Entre las poderosas intuiciones de Eligio García Márquez, me confió una que no alcanzó a desarrollar. Me afirmó que su hermano mayor era un hombre de suerte porque encontró en México una figura que de alguna manera reemplazó la desordenada generosidad de Álvaro Cepeda Samudio, su cercanía a lo mundano. Esa, fue Carlos Fuentes.

Días de incertidumbre, callejones sin salida de lo creativo, descontento, hasta el anuncio revelatorio de aquello que quería escribir y cuya feliz tiranía lo amarró a la mesa de escribir por años.

De las escasas señales sobre lo que hacía en su disciplinado encierro una ocurrió en el Festival de Cine de Cartagena de Indias.
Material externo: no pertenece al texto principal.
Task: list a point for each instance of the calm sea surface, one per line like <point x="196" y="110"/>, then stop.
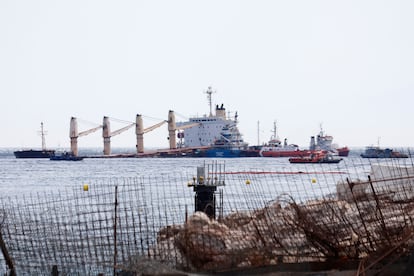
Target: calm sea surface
<point x="25" y="176"/>
<point x="28" y="177"/>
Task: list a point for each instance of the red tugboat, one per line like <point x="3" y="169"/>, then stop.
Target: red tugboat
<point x="316" y="157"/>
<point x="274" y="148"/>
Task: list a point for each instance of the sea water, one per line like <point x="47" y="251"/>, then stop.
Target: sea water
<point x="28" y="177"/>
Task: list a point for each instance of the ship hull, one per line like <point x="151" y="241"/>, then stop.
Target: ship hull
<point x="224" y="153"/>
<point x="34" y="153"/>
<point x="298" y="153"/>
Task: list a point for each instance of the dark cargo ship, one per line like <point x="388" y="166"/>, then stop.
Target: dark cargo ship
<point x="43" y="153"/>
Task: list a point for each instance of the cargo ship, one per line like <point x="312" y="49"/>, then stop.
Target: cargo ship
<point x="377" y="152"/>
<point x="32" y="153"/>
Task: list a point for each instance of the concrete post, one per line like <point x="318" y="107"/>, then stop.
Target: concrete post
<point x="73" y="134"/>
<point x="139" y="131"/>
<point x="106" y="134"/>
<point x="171" y="130"/>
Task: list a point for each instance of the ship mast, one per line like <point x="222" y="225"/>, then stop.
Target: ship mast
<point x="209" y="92"/>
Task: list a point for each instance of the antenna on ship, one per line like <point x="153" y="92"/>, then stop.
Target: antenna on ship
<point x="209" y="92"/>
<point x="42" y="134"/>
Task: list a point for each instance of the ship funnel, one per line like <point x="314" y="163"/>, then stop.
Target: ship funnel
<point x="220" y="111"/>
<point x="312" y="144"/>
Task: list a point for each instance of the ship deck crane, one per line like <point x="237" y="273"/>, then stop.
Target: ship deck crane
<point x="74" y="134"/>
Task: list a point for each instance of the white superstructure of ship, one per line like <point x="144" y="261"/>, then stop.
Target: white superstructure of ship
<point x="208" y="129"/>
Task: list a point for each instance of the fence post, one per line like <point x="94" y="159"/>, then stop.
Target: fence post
<point x="115" y="221"/>
<point x="6" y="255"/>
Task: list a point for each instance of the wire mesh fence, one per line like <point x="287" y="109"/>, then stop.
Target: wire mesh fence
<point x="308" y="214"/>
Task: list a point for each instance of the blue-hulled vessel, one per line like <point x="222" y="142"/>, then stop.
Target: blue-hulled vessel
<point x="377" y="152"/>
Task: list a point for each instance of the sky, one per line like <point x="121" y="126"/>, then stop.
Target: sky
<point x="347" y="66"/>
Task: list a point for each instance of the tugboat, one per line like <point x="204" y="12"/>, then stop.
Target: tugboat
<point x="230" y="143"/>
<point x="214" y="135"/>
<point x="377" y="152"/>
<point x="324" y="142"/>
<point x="43" y="153"/>
<point x="316" y="157"/>
<point x="275" y="148"/>
<point x="65" y="156"/>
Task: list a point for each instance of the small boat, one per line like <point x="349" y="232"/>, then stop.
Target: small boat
<point x="316" y="157"/>
<point x="65" y="156"/>
<point x="43" y="153"/>
<point x="377" y="152"/>
<point x="274" y="148"/>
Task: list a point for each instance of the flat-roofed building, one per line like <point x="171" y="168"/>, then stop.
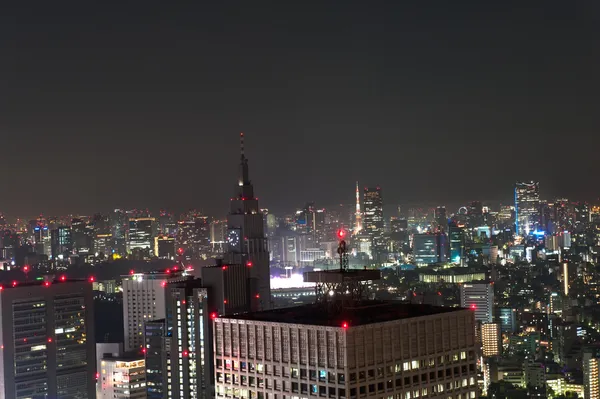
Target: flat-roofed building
<point x="370" y="349"/>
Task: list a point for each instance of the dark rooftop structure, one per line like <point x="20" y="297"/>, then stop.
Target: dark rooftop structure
<point x="365" y="312"/>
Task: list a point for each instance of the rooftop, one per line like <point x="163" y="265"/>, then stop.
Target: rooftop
<point x="365" y="312"/>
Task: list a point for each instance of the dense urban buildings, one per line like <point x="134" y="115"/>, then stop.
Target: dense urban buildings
<point x="48" y="346"/>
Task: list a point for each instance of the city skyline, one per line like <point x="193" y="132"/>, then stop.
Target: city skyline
<point x="124" y="108"/>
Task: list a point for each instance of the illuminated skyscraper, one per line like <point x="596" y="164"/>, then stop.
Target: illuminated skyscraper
<point x="373" y="224"/>
<point x="48" y="348"/>
<point x="441" y="218"/>
<point x="527" y="207"/>
<point x="457" y="244"/>
<point x="429" y="249"/>
<point x="246" y="241"/>
<point x="490" y="337"/>
<point x="358" y="214"/>
<point x="143" y="300"/>
<point x="479" y="297"/>
<point x="591" y="372"/>
<point x="140" y="236"/>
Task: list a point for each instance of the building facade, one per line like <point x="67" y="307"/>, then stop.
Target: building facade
<point x="122" y="377"/>
<point x="300" y="353"/>
<point x="527" y="207"/>
<point x="143" y="300"/>
<point x="47" y="340"/>
<point x="479" y="298"/>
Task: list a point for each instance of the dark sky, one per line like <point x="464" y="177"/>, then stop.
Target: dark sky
<point x="140" y="103"/>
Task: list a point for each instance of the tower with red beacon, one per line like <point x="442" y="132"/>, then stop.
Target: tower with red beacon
<point x="246" y="241"/>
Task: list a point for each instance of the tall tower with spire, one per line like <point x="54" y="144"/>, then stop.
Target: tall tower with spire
<point x="357" y="215"/>
<point x="246" y="241"/>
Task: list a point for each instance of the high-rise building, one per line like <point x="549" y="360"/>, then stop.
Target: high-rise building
<point x="373" y="223"/>
<point x="140" y="236"/>
<point x="527" y="207"/>
<point x="61" y="243"/>
<point x="475" y="214"/>
<point x="457" y="244"/>
<point x="479" y="298"/>
<point x="143" y="300"/>
<point x="165" y="247"/>
<point x="122" y="376"/>
<point x="155" y="345"/>
<point x="441" y="218"/>
<point x="47" y="341"/>
<point x="189" y="343"/>
<point x="490" y="339"/>
<point x="357" y="215"/>
<point x="246" y="241"/>
<point x="591" y="372"/>
<point x="429" y="249"/>
<point x="377" y="350"/>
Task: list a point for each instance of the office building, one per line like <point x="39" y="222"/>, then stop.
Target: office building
<point x="122" y="376"/>
<point x="47" y="340"/>
<point x="457" y="244"/>
<point x="591" y="372"/>
<point x="357" y="213"/>
<point x="246" y="240"/>
<point x="490" y="339"/>
<point x="429" y="249"/>
<point x="61" y="243"/>
<point x="507" y="317"/>
<point x="475" y="214"/>
<point x="155" y="347"/>
<point x="527" y="207"/>
<point x="373" y="224"/>
<point x="441" y="218"/>
<point x="140" y="237"/>
<point x="165" y="247"/>
<point x="378" y="349"/>
<point x="189" y="343"/>
<point x="479" y="298"/>
<point x="143" y="300"/>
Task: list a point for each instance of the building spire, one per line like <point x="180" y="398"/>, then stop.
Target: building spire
<point x="358" y="215"/>
<point x="242" y="145"/>
<point x="243" y="178"/>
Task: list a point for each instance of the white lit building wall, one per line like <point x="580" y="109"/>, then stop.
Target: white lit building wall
<point x="143" y="300"/>
<point x="490" y="333"/>
<point x="479" y="298"/>
<point x="122" y="379"/>
<point x="591" y="375"/>
<point x="432" y="356"/>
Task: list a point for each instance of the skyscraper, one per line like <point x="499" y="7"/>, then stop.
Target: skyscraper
<point x="357" y="214"/>
<point x="441" y="218"/>
<point x="479" y="297"/>
<point x="122" y="376"/>
<point x="189" y="340"/>
<point x="143" y="300"/>
<point x="140" y="237"/>
<point x="429" y="249"/>
<point x="378" y="351"/>
<point x="591" y="372"/>
<point x="246" y="241"/>
<point x="373" y="223"/>
<point x="48" y="347"/>
<point x="527" y="207"/>
<point x="457" y="244"/>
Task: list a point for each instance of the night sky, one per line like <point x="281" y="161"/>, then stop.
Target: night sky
<point x="140" y="103"/>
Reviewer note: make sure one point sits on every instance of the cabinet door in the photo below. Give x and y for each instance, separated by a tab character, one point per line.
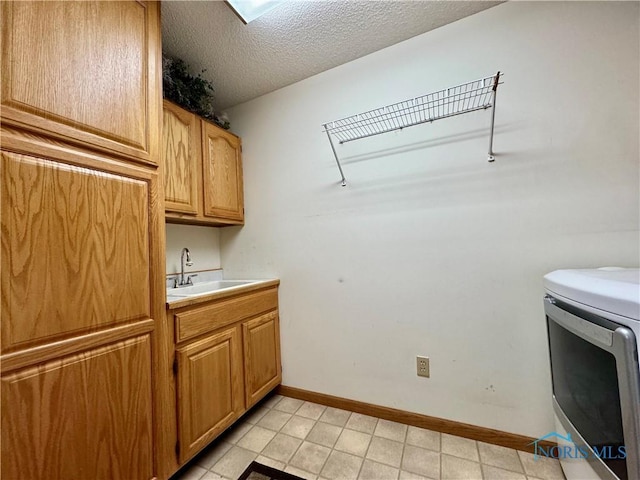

Él llegó con la delegación mexicana. Y de lo que más se habló fue de la esperanzada espera por María Félix y de una larga novela que el colombiano estaba escribiendo. Siempre contestó que era tan larga, un siglo, y con tantos nombres que se repetían que pensaba poner un árbol genealógico.

Así, hasta los primeros días de junio de 1967 cuando llegaron a Bogotá los primeros 15 ejemplares que recibió por un correo rápido la librería contemporánea, de los Villar y Marta Traba.

Eran otros tiempos y la administradora Alicia de Villar me dio al fiado tres ejemplares: uno para Eligio García Márquez, uno para la prima Susana, y otro para mí.

Para la generación de escritores a la cual pertenezco ocurrieron dos enseñanzas que generan gratitud eterna. Aprender a convivir con un monstruo sin ser devorado por él. Y ver cómo el conflictivo asunto en la novela de América, La selva de lo cual se burlaba Borges, había sido resuelto con un ambicioso poder de renovación literario y mediante impresionantes metáforas que mostraron la tensión entre lo duradero de lo arcaico y la voluntad de modernidad.

*Cuentista y novelista cartagenero. Autor de “La ceiba de la memoria”, novela ganadora del Premio de Narrativa Casa de las Américas 2009 y finalista del Premio Rómulo Gallegos 2010.